Prokuratura Okręgowa w Warszawie wszczęła w piątek śledztwo w sprawie przyjęcia przez Mirosława P. korzyści majątkowej w związku z pełnieniem funkcji publicznej. Mirosław P. usłyszał jeden zarzut o charakterze korupcyjnym - poinformował rzecznik prasowy prokuratury Przemysław Nowak.
P. prawdopodobnie zostanie skonfrontowany z wiceszefem Polskiego Związku Piłki Siatkowej.
Zatrzymania przed konferencją
Mirosław P. oraz prezes prywatnej firmy ochroniarskiej Cezary P. zatrzymani zostali w czwartek w Katowicach, gdzie prezes PZPS miał uczestniczyć w konferencji prasowej podsumowującej organizację w tym mieście mistrzostw świata siatkarzy. W tym samym czasie pracownicy CBA weszli do warszawskiej siedziby związku. Prace zakończyli późno w nocy, a w piątek się nie pojawili. Interesowały ich dokumenty związane z wrześniowym mundialem, którego Polska była organizatorem.

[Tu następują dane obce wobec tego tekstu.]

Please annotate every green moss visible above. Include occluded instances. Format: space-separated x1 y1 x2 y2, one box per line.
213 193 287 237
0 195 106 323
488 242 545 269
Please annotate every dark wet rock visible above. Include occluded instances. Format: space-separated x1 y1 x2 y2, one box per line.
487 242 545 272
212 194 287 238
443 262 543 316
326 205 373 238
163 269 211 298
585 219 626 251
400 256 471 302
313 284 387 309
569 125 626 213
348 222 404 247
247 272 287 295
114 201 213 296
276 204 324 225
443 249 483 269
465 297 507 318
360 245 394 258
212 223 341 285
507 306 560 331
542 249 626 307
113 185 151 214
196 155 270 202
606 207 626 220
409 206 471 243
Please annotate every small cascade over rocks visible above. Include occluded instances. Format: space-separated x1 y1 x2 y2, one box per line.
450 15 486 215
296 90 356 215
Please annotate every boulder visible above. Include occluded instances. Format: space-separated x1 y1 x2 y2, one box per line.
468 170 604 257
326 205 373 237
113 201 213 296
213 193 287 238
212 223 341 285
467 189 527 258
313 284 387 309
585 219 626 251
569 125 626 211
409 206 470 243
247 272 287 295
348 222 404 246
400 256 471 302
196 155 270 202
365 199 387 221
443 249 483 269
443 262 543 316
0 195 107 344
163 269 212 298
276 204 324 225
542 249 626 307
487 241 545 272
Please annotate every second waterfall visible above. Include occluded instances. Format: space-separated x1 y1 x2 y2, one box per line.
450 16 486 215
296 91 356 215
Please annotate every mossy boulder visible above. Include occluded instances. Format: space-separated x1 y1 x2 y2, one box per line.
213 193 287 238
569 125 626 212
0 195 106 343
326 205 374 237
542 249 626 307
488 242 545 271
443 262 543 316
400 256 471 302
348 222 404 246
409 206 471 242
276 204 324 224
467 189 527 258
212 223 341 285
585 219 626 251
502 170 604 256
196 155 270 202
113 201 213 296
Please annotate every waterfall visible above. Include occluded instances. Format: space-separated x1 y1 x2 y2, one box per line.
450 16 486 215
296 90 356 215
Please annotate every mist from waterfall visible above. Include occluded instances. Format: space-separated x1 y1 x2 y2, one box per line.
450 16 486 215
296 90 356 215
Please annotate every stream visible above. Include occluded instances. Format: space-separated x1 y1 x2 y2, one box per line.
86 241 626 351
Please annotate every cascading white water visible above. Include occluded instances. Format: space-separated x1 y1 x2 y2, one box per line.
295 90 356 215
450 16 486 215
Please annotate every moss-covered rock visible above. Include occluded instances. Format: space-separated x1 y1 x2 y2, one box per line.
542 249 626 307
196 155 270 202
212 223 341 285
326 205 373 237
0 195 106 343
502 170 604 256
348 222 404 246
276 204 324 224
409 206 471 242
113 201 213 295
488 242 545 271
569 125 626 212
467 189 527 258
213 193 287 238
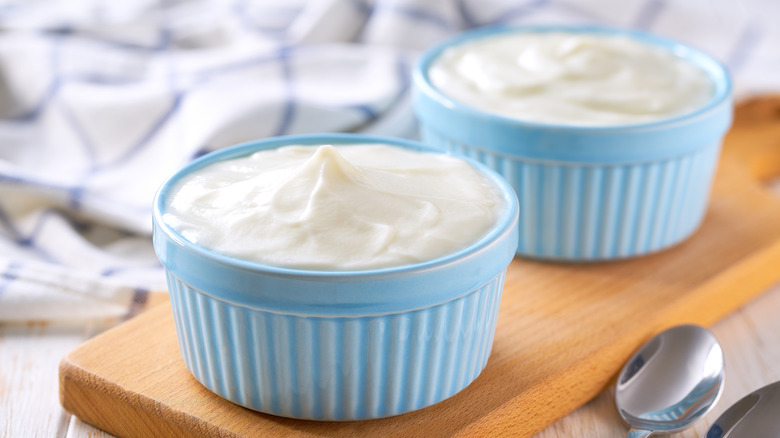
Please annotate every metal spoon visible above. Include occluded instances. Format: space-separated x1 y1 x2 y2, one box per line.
705 382 780 438
615 325 724 438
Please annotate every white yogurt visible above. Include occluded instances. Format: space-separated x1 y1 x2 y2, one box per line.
429 32 714 125
163 145 507 270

Rzecznik prasowy PZPS Janusz Uznański poinformował, że współpraca z firmą ochroniarską, której prezesa zatrzymano trwała od 16 lat. Jej pracownicy obsługiwali wszystkie spotkania polskiego mundialu, z wyjątkiem meczu otwarcia na Stadionie Narodowym. - Warszawski stadion ma umowę podpisaną z inną firmą - wyjaśnił.
PZPS nie chce komentować zaistniałej sytuacji i umieścił lakoniczny komunikat na oficjalnej stronie.